Flying's Easy If You're Green

As if Americans don't have enough colors to remember in the Homeland Security alert system, the federal government plans to bring color-coding to airport checkpoints.

Here's how it will work, assuming the plan makes it through initial tests: The 559 million-plus passengers who fly on commercial planes in the United States every year will be assigned a color - green, yellow, or red - based on their personal information, any criminal records, or other data. The nearly 50,000 airport security screeners will allow green-coded people to pass through easily, while the yellow ones will be pulled aside for additional checking (one estimate, 8 percent of passengers per year), and the red ones will not get to board and might even be arrested.

The system, called CAPPS II (Computer Assisted Passenger Pre-Screening System), raises many civil- liberties concerns: Do Americans want their name, home address, home phone number, date of birth, and itinerary passed along to the Transportation Security Administration (TSA) - which will compare that information with private databases that have already determined spending habits, for instance?
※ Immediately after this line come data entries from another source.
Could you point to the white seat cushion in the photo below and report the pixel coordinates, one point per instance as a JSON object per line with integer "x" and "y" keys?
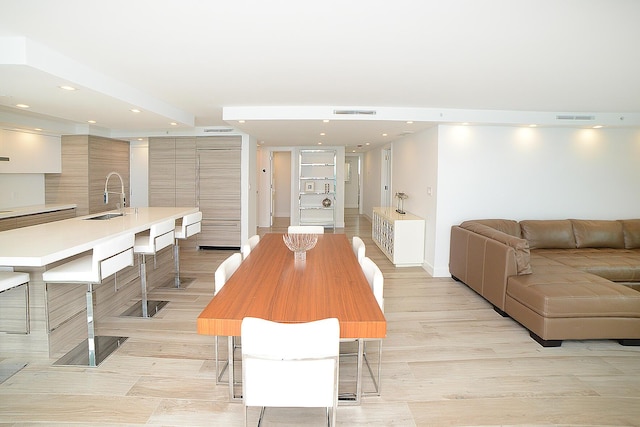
{"x": 10, "y": 279}
{"x": 75, "y": 271}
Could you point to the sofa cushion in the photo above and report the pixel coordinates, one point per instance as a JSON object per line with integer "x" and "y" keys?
{"x": 598, "y": 233}
{"x": 558, "y": 294}
{"x": 521, "y": 246}
{"x": 631, "y": 229}
{"x": 508, "y": 226}
{"x": 618, "y": 265}
{"x": 548, "y": 233}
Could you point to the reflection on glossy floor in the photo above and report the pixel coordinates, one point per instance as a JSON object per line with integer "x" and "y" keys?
{"x": 448, "y": 360}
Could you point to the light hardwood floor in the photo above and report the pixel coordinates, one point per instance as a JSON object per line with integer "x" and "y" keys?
{"x": 448, "y": 360}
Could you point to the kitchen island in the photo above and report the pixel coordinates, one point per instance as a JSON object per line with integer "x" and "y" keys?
{"x": 58, "y": 311}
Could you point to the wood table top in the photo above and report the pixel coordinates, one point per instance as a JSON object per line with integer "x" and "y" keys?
{"x": 270, "y": 285}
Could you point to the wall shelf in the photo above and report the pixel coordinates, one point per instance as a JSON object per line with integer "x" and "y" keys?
{"x": 316, "y": 185}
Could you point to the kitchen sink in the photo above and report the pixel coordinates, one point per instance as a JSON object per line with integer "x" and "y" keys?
{"x": 105, "y": 216}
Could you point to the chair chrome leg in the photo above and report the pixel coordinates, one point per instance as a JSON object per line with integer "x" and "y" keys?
{"x": 262, "y": 409}
{"x": 143, "y": 285}
{"x": 28, "y": 311}
{"x": 91, "y": 335}
{"x": 176, "y": 257}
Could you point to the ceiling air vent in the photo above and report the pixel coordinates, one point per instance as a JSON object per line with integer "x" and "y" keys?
{"x": 221, "y": 130}
{"x": 570, "y": 117}
{"x": 356, "y": 112}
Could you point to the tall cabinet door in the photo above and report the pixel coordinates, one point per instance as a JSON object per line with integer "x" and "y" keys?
{"x": 185, "y": 172}
{"x": 218, "y": 191}
{"x": 172, "y": 171}
{"x": 162, "y": 172}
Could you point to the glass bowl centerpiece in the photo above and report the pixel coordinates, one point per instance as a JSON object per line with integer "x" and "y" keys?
{"x": 299, "y": 244}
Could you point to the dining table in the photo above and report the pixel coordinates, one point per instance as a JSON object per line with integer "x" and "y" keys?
{"x": 271, "y": 284}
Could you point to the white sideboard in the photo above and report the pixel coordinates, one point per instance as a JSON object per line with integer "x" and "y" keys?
{"x": 399, "y": 236}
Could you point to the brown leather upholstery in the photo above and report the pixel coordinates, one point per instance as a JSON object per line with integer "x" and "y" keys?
{"x": 548, "y": 233}
{"x": 631, "y": 228}
{"x": 571, "y": 292}
{"x": 598, "y": 234}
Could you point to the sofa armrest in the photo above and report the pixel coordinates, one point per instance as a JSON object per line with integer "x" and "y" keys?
{"x": 482, "y": 263}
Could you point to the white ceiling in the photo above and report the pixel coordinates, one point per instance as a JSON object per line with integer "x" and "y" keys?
{"x": 285, "y": 65}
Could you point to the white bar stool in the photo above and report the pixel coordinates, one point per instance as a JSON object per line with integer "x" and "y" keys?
{"x": 107, "y": 258}
{"x": 10, "y": 280}
{"x": 191, "y": 225}
{"x": 160, "y": 236}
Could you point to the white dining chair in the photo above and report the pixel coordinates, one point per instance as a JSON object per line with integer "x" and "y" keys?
{"x": 358, "y": 248}
{"x": 106, "y": 259}
{"x": 376, "y": 281}
{"x": 190, "y": 225}
{"x": 249, "y": 245}
{"x": 305, "y": 229}
{"x": 290, "y": 365}
{"x": 158, "y": 237}
{"x": 221, "y": 275}
{"x": 10, "y": 279}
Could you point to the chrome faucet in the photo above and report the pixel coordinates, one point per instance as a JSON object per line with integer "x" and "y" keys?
{"x": 106, "y": 191}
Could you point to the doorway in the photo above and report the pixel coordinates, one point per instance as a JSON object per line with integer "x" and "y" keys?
{"x": 280, "y": 187}
{"x": 385, "y": 196}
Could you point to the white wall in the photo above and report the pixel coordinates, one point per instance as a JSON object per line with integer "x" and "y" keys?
{"x": 371, "y": 167}
{"x": 533, "y": 173}
{"x": 352, "y": 187}
{"x": 282, "y": 183}
{"x": 415, "y": 170}
{"x": 21, "y": 189}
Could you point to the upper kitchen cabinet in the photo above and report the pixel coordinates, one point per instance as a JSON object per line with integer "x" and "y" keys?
{"x": 22, "y": 152}
{"x": 172, "y": 171}
{"x": 86, "y": 162}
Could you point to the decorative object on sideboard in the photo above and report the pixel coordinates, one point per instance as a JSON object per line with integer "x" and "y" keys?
{"x": 401, "y": 197}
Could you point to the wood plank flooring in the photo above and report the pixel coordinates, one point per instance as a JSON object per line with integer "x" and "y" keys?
{"x": 448, "y": 360}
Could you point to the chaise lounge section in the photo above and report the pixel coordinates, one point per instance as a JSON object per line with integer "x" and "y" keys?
{"x": 561, "y": 279}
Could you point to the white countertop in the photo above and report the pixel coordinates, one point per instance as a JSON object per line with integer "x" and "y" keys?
{"x": 34, "y": 209}
{"x": 392, "y": 214}
{"x": 43, "y": 244}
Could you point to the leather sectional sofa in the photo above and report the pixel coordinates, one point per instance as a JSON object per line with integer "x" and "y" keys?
{"x": 561, "y": 279}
How will passengers be able to correct mistakes in the databases - and who will be liable for those mistakes? (Passengers won't know their score, but presumably could figure out their color-coding just by the way they are screened.)

And what if a glitch prohibits an otherwise "green" passenger from flying, or allows a red-coded passenger to get on the plane? And how will the system work if airports opt out from having federal screeners at all, which they can do as early as November 2004?

Clearly, the TSA owes the flying public some answers.